Taught by Ted Barrow
This mini-Olio will explore the shared themes of identity performance and deconstructed histories in the classic Ridley Scott Blade Runner (which is set in 2019) and the festival depictions of early 18th century French painter Antoine Watteau. What do these works share, and what can we learn from each representation of the past and future?
The Glory of Decay: John Brown's Mouldering Corpse
Taught by Jamie Warren
The 19th century boasts many infamous corpses, but none so legendary as the body of John Brown. It is nearly impossible to think of his story, of his role in the history of radical abolitionism, without picturing his lifeless form "a-mouldering '" in a distant grave. Why? Why must we remind ourselves that while his soul (aka, American freedom) "goes marching on," his corpse will continually decay to infinity? This mini-Olio will examine the value of certain dead bodies in the crafting of American "freedom," and will ponder the question: Why did people love to sing songs about a-moldering corpses in the 19th century? Gross.

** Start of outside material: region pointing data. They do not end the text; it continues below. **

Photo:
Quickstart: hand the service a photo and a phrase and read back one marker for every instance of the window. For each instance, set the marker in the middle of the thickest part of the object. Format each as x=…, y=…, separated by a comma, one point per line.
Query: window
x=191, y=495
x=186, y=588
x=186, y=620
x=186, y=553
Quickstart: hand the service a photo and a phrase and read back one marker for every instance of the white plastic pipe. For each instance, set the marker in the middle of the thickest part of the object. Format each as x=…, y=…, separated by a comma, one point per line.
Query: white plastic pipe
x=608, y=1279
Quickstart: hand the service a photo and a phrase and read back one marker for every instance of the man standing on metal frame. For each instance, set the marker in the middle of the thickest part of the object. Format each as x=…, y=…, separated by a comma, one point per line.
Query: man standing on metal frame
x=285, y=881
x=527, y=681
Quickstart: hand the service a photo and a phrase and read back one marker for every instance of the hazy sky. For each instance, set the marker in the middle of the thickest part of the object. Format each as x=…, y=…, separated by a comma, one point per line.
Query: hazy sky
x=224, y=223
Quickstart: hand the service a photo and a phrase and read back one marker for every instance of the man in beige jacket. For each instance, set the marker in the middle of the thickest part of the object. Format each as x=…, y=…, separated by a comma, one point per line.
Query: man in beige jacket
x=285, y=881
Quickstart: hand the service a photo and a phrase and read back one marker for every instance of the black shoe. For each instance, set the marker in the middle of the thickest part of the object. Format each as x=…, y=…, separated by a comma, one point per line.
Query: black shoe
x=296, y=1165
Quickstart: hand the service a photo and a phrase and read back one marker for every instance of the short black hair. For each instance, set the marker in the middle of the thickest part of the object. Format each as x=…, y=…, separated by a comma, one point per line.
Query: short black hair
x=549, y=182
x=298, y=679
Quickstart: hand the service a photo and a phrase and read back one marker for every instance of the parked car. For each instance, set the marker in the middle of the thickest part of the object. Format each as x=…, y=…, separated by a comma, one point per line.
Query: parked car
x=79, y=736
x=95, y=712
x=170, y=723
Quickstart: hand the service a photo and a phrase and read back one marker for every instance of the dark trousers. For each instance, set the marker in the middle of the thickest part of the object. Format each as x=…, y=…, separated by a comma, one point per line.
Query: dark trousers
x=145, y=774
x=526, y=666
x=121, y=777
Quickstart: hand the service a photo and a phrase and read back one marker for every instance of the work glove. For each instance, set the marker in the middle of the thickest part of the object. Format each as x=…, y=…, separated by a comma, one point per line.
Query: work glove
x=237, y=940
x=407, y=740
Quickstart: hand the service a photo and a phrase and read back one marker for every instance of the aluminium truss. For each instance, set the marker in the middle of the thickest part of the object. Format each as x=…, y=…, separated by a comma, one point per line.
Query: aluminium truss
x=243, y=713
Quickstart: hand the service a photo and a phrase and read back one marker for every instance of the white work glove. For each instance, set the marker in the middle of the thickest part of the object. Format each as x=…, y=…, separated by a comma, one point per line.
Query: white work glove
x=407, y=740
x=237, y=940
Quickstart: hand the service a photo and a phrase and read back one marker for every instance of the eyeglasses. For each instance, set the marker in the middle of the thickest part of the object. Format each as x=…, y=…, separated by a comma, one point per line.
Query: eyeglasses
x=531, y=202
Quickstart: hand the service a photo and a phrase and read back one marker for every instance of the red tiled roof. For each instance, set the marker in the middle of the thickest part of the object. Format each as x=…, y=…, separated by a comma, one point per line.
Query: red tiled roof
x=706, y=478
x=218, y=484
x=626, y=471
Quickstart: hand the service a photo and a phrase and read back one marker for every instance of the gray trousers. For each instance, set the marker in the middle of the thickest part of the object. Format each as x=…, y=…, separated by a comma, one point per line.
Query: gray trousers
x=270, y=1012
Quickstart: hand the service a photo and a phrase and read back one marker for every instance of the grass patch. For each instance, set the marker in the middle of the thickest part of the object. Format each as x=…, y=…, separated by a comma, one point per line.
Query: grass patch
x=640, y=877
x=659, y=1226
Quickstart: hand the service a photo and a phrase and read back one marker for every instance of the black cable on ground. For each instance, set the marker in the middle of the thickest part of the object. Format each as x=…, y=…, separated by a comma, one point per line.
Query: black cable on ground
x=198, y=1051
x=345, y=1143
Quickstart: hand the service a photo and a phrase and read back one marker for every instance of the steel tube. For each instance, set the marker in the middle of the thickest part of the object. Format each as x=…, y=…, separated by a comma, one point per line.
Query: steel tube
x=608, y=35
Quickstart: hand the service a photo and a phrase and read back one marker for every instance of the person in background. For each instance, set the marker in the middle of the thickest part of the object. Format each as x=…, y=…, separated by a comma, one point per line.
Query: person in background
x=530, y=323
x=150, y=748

Take it, don't waste it: Our Experience and Perception of Time
Taught by Jeanne Proust
Time appears as one of these concepts impossible to define, nor to perceive as such. Augustine writes, “What then is time? If no one asks me, I know; if I want to explain it to a questioner, I do not know”. Indeed, though impossible to deny its existence, since it seems to be part of the necessary framework (with space) in which we can perceive at all, time cannot be accurately described. None of our 5 senses perceives it: we don’t see, hear, touch time. Even if time is intimately experienced, impossible to get out of, and an essential dimension of our experience and existence, it still is extremely difficult to think it, to grasp it - left alone to control it. How do we experience time passing? What is the past, the present and the future, and how does our conception of them shape the way we behave and think? The irreversibility, the ephemerality of time is at the core of our existence - as is our mortality, our very finitude.